BIEN S'HYDRATER

 

BIEN S’HYDRATER

 

 

Quel que soit l’activité pratiqué, lors d’un effort physique, nous nous déshydratons.
Cette déshydratation est provoquée par la transpiration.
La transpiration est un phénomène physiologique naturel qui provoque des pertes d’eau et de sel. Pour compenser ces effets néfastes, il faut boire, beaucoup boire.

 

 

 

La transpiration : un phénomène naturel


La transpiration est un phénomène physiologique naturel et indispensable à l’organisme. Au quotidien, elle assure plusieurs fonctions essentielles :

  • Une fonction de thermorégulation : elle joue un rôle important dans la régulation de la température corporelle, pour maintenir une température constante moyenne de 37°C.
  • Une fonction d’élimination : elle permet l’élimination des toxines et des déchets du métabolisme.
  • Une fonction de protection : elle forme un film hydrolipidique qui hydrate la peau et assure un rôle immunologique.

 

Les risques de la déshydratation

La déshydratation perturbe les régulations cardiocirculatoires et thermiques, ce qui réduit la performance physique.
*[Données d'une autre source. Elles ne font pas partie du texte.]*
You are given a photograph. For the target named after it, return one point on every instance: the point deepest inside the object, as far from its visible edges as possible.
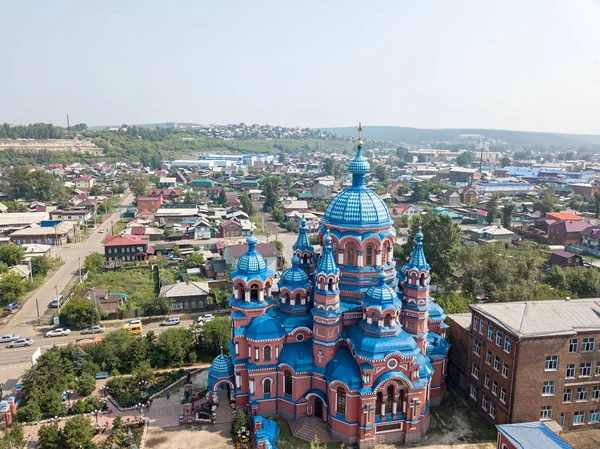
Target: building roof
(184, 289)
(528, 319)
(532, 435)
(124, 240)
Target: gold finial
(360, 134)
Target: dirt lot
(190, 437)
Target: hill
(413, 136)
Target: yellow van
(134, 327)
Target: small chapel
(351, 340)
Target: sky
(506, 64)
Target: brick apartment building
(530, 361)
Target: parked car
(9, 337)
(97, 329)
(173, 321)
(21, 342)
(59, 332)
(202, 320)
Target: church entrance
(318, 408)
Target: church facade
(351, 340)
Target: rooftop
(528, 319)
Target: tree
(50, 437)
(222, 197)
(80, 312)
(216, 334)
(11, 288)
(507, 212)
(93, 262)
(78, 433)
(86, 384)
(139, 184)
(11, 254)
(441, 242)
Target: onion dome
(358, 206)
(382, 295)
(302, 243)
(417, 257)
(327, 263)
(252, 264)
(264, 327)
(294, 276)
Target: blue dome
(221, 366)
(357, 207)
(264, 327)
(294, 275)
(381, 295)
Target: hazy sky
(509, 64)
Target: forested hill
(413, 136)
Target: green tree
(80, 312)
(507, 213)
(493, 209)
(11, 254)
(50, 437)
(216, 334)
(93, 262)
(441, 242)
(78, 433)
(139, 185)
(11, 288)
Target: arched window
(350, 255)
(288, 382)
(341, 401)
(369, 257)
(390, 399)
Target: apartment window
(473, 392)
(505, 369)
(585, 369)
(588, 344)
(548, 388)
(551, 363)
(582, 394)
(477, 347)
(573, 345)
(492, 409)
(546, 412)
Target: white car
(60, 332)
(173, 321)
(20, 342)
(9, 337)
(202, 320)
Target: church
(351, 340)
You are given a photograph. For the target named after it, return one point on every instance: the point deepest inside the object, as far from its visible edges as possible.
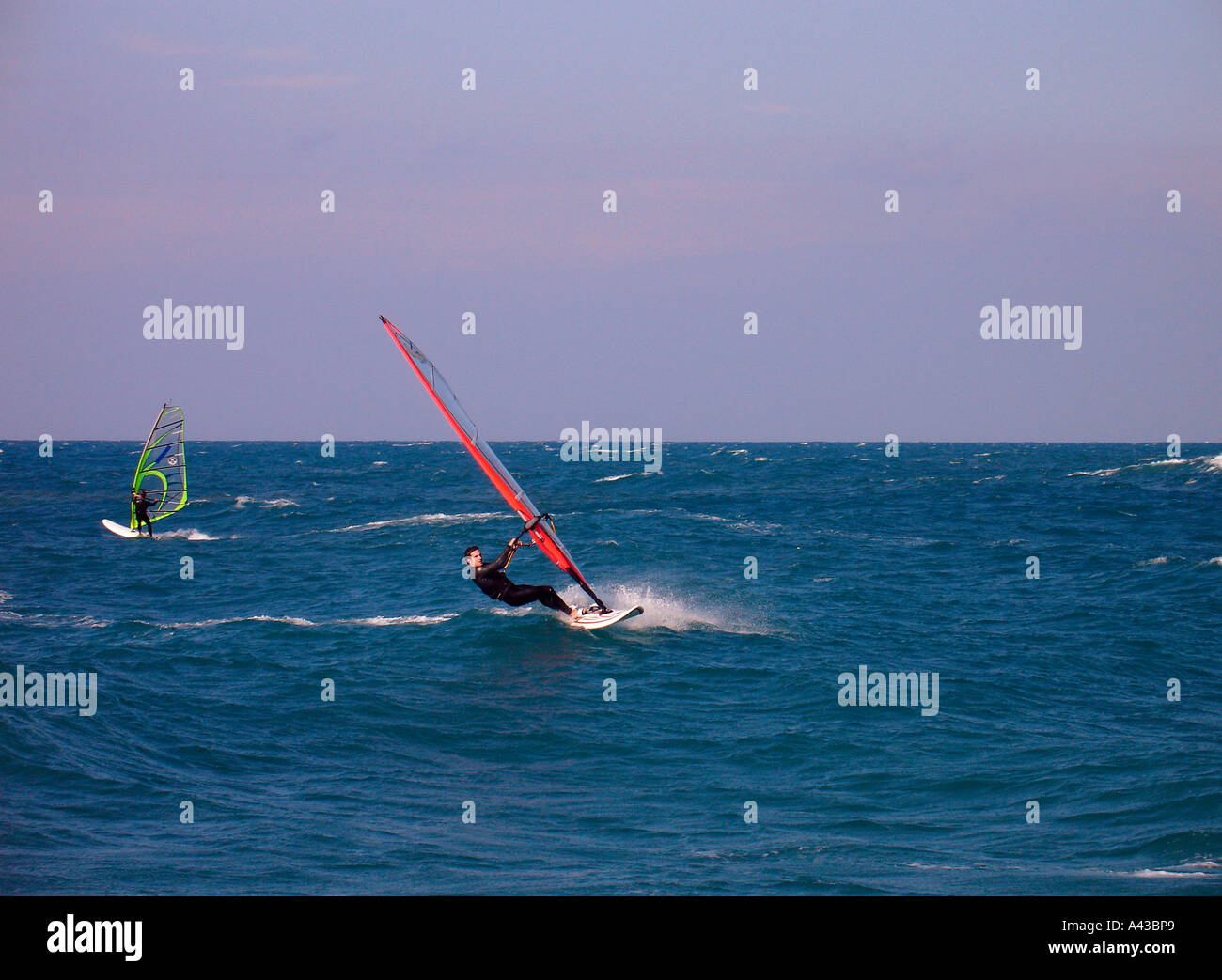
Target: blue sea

Il existe une corrélation très étroite entre le degré d’hydratation cellulaire et le degré de performance. Une perte d’eau représentant 2 % du poids corporel (soit 1 litre et demi pour un individu de 70 kg) entraîne une diminution de 20 % de l’efficacité neuromusculaire et une élévation de la température interne du corps : c’est ce qui entraîne le fameux « coup de chaleur » qui associe perte de connaissance et lésions tissulaires.

On sait qu’une grande partie des crampes et autres tendinites trouvent leur explication dans une déshydratation régulière des tissus les moins irrigués (tendon des chevilles notamment).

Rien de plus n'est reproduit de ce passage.